In the last trading session, Profire Energy, Inc. (NASDAQ:PFIE) raised by $0.0731 over the week and lost -$0.0772 on its 20-day. The stock’s high in the recent session is lower when compared to its 52-week high of $2.02. The stock recorded its established 52-week high on 10/23/19.
Since 03/20/20, the stock has traded to a low of $0.6248 at 28.51%, an encouraging piece of data likely to interest most investors out to exploit the stock’s recent surge. The stock has a beta allocation of 1.38. Being above 1 means that the stock’s volatility is higher than the market and traders are keenly watching it.
Looking at current readings, Profire Energy, Inc.’s two-week RSI is 50.48. This suggests that the stock is neutral at the moment and that PFIE shares’ price movement remains stable. The stochastic readings are equally revealing at 59.6% meaning the PFIE share price is currently in neutral territory.
The technical chart shows that the PFIE stock will likely settle at between $0.8285 and $0.8542 per share. However, if the stock dips below $0.7786, then its market would become much weaker. Any downside could see the stock price sliding to levels as low as $0.7544.

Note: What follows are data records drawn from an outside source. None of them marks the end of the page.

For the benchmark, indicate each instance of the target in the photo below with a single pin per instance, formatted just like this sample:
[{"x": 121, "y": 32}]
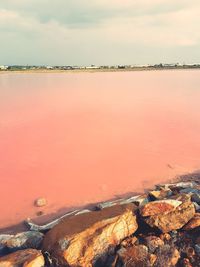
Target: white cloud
[{"x": 104, "y": 32}]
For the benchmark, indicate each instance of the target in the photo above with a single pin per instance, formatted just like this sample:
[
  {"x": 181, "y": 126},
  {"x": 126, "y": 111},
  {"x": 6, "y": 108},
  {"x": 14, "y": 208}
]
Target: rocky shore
[{"x": 158, "y": 228}]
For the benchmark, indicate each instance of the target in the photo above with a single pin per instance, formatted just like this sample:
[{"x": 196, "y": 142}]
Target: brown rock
[
  {"x": 167, "y": 256},
  {"x": 165, "y": 237},
  {"x": 134, "y": 256},
  {"x": 160, "y": 194},
  {"x": 23, "y": 258},
  {"x": 40, "y": 202},
  {"x": 152, "y": 259},
  {"x": 169, "y": 219},
  {"x": 175, "y": 257},
  {"x": 186, "y": 263},
  {"x": 24, "y": 240},
  {"x": 128, "y": 242},
  {"x": 193, "y": 223},
  {"x": 83, "y": 239},
  {"x": 153, "y": 242},
  {"x": 159, "y": 207}
]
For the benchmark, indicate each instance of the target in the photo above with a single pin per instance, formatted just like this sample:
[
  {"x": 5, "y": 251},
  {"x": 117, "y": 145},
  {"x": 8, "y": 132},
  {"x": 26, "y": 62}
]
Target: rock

Currently, the stock is trading in the green of MACD, with a reading of 0.0515. Investors always pay attention to any move above or below the zero-line, mainly because the indicator points to the position of the stock’s short-term average relative to its long-term measure. A MACD -a reading above the zero line means that the short-term is above the long-term average. This scenario implies that there is an upward momentum. The opposite is true when the MACD falls below the zero-line.
Analysts at Chardan Capital Markets cut their recommendation for PFIE from Buy to Neutral in March 12 review. ROTH Capital analysts see the stock as a Buy with a target price of $ in a flash note released to investors on March 02 resuming covering the stock. Chardan Capital Markets analysts see the stock as Buy. Nonetheless, the analysts revised the share prices up on March 13, placing it at $2.15 from $2.

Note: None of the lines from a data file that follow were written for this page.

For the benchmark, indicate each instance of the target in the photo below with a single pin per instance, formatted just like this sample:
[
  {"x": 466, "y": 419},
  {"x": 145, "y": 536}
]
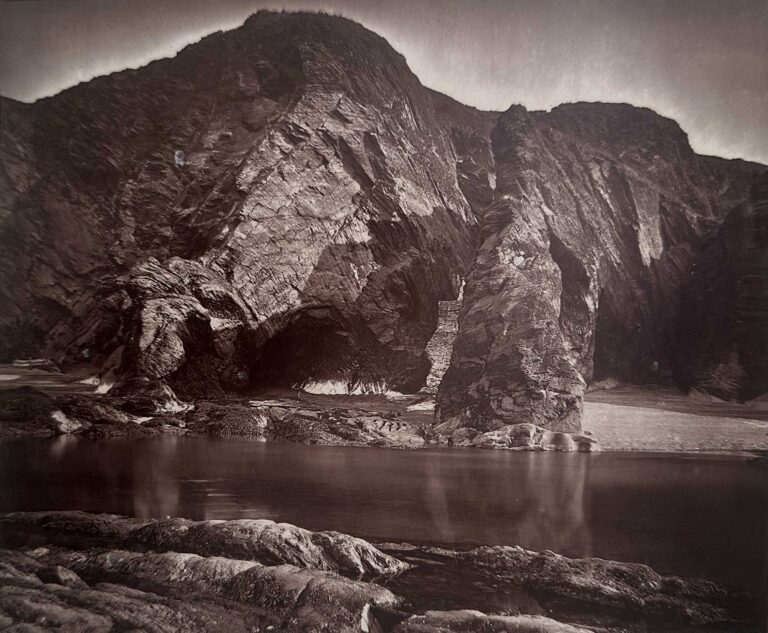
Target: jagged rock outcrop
[
  {"x": 286, "y": 204},
  {"x": 722, "y": 336},
  {"x": 109, "y": 573},
  {"x": 590, "y": 238},
  {"x": 275, "y": 204},
  {"x": 263, "y": 541}
]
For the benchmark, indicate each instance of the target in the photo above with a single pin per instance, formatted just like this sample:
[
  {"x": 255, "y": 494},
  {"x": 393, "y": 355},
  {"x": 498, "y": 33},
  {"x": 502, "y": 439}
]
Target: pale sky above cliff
[{"x": 701, "y": 62}]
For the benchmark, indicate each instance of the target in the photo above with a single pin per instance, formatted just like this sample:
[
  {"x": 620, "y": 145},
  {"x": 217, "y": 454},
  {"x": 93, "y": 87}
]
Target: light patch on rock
[
  {"x": 342, "y": 387},
  {"x": 426, "y": 405},
  {"x": 63, "y": 424}
]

The average rating for the PFIE equity is 2.5 and is currently gathering a bullish momentum. Of 2 analysts tracking Profire Energy, Inc. polled by Reuters, 1 rated PFIE as a hold. The remaining 1 analysts were split evenly. However, the split wasn’t equal as a majority (1) rated it as a buy or strong buy. 0 analyst advised investors against buying the stock or to sell if they own any of the stock.
Elsewhere, the PFIE stock price is 14.6X ahead of its 12-month Consensus earnings per share estimates.
Zacks Consensus Estimate forecasts that the current-quarter revenues for Profire Energy, Inc. (NASDAQ:PFIE) will decrease by about -99.91%, which will see them reach $6.7 million. The company’s full-year revenues are, however, expected to diminish by about -24.32%, down from $38.98 million to $29.5 million. PFIE’s expected adjusted earnings should drop almost -100% to end up at $0 per share, while for the fiscal year, analysts project the company’s earnings to drop by about -25% to record $0.03/share.